Metal halide perovskites (MHPs) are a type of semiconductor material with intriguing features, such as thin-film transistors (TFTs). Tin (Sn)-based MHPs, in particular, could be a more environmentally friendly alternative to harmful lead-based MHPs.
However, before Sn-based MHPs can be used in planar semiconductor devices, numerous fundamental difficulties must be rectified.
The mobility of charge carriers in Sn-based MHPs is hampered when flaws in the crystal structure called “grain boundaries” are grouped into a 2D structure (or quasi-2D structure with a few layers). When employed in a TFT, this phenomena causes a high series resistance, which reduces performance.
A TFT produced using a Sn-based MHP organized into a 3D structure, on the other hand, confronts a different but nonetheless devastating difficulty. Unless very high voltages are given, the transistor is permanently ON due to the 3D material’s exceptionally high carrier density.
The proposed strategy could be applied to various solution-derived semiconductor systems, opening doors to flexible and printable electronics.
Prof. Kim
Needless to say, this eliminates numerous applications for such a device. Fortunately, a group of scientists from Tokyo Tech University in Japan has discovered a way to overcome these constraints.
The researchers suggested a unique design for Sn-based MHPs called the “2D/3D core-shell structure” in a recent article published in Advanced Science and led by Assistant Professor Junghwan Kim and Honorary Professor Hideo Hosono.
3D MHP cores are totally isolated from one another in this structure, with only short 2D MHP strips (or “shells”) connecting them. This alternating layout addresses both of the aforementioned flaws at the same time. But how?
The key to lowering 2D MHPs’ series resistance is to reduce carrier mobility issues at grain boundaries, which are caused by misalignments between the perovskite’s conductive octahedra.
These misalignments are eliminated, and the series resistance is considerably reduced, thanks to the way the 3D cores connect to the 2D segments. When employing the 2D/3D core-shell configuration, the high carrier density of 3D MHPs is simply not a problem.

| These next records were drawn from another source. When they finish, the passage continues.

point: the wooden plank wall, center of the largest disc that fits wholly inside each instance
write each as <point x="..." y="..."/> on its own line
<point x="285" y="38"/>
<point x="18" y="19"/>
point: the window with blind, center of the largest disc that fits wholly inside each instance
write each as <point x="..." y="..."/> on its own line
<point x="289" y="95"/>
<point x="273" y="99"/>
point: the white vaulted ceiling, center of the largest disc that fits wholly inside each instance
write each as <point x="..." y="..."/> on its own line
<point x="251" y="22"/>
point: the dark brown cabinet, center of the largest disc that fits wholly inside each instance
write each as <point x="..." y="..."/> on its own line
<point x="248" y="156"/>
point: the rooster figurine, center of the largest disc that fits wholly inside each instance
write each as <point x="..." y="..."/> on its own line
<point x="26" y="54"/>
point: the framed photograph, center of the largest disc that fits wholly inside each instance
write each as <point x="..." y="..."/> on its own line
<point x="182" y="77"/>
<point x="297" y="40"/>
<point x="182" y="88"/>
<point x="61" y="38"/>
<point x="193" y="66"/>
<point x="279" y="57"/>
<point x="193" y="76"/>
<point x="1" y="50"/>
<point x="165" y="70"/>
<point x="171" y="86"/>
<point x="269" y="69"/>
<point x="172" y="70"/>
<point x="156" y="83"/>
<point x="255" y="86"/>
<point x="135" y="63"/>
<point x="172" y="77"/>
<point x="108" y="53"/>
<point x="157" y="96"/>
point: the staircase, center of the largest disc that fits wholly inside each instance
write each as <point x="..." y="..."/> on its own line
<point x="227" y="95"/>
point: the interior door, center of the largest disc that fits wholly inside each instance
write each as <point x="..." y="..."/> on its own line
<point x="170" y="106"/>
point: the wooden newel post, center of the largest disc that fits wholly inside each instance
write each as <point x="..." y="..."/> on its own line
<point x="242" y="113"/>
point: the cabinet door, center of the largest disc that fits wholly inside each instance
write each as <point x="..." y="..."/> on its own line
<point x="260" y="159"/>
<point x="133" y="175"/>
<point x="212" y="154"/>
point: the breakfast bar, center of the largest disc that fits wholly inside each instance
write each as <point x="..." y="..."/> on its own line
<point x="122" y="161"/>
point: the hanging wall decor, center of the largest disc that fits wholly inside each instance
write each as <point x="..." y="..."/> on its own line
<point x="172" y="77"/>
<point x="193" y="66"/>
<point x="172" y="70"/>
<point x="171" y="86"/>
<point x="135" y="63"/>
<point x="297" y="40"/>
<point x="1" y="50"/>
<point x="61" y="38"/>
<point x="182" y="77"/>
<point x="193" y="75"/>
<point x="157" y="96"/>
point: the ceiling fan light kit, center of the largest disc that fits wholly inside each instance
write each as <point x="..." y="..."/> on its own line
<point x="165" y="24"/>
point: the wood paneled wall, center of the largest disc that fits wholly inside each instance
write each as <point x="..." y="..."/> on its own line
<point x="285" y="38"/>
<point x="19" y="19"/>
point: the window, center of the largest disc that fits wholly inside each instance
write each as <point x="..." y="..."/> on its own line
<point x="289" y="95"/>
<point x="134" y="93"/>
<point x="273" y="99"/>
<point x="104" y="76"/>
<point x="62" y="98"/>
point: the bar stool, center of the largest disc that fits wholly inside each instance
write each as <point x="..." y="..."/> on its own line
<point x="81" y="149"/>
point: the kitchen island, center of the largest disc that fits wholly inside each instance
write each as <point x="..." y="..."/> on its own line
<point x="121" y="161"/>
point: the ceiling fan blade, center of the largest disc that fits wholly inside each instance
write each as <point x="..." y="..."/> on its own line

Because the 3D cores are isolated, their carrier density is no longer important; instead, the 2D segments operate as a bottleneck, limiting the entire material’s effective carrier density.
The researchers created a complementary metal-oxide-semiconductor (CMOS) inverter by merging 2D/3D TFTs with a typical indium gallium zinc oxide TFT to illustrate the usefulness of this unique construction.
“Our device exhibited a high voltage gain of 200 V/V at a drain voltage of 20 V. This performance is the best reported so far for a CMOS inverter made using Sn-MHP TFTs,” highlights Prof. Kim.
The novel 2D/3D structure proposed in this study will aid scientists all around the world in taking use of perovskites’ appealing electrical features. Furthermore, their technique isn’t confined to a single sort of material or technology.
“The proposed strategy could be applied to various solution-derived semiconductor systems, opening doors to flexible and printable electronics,” says Prof. Kim.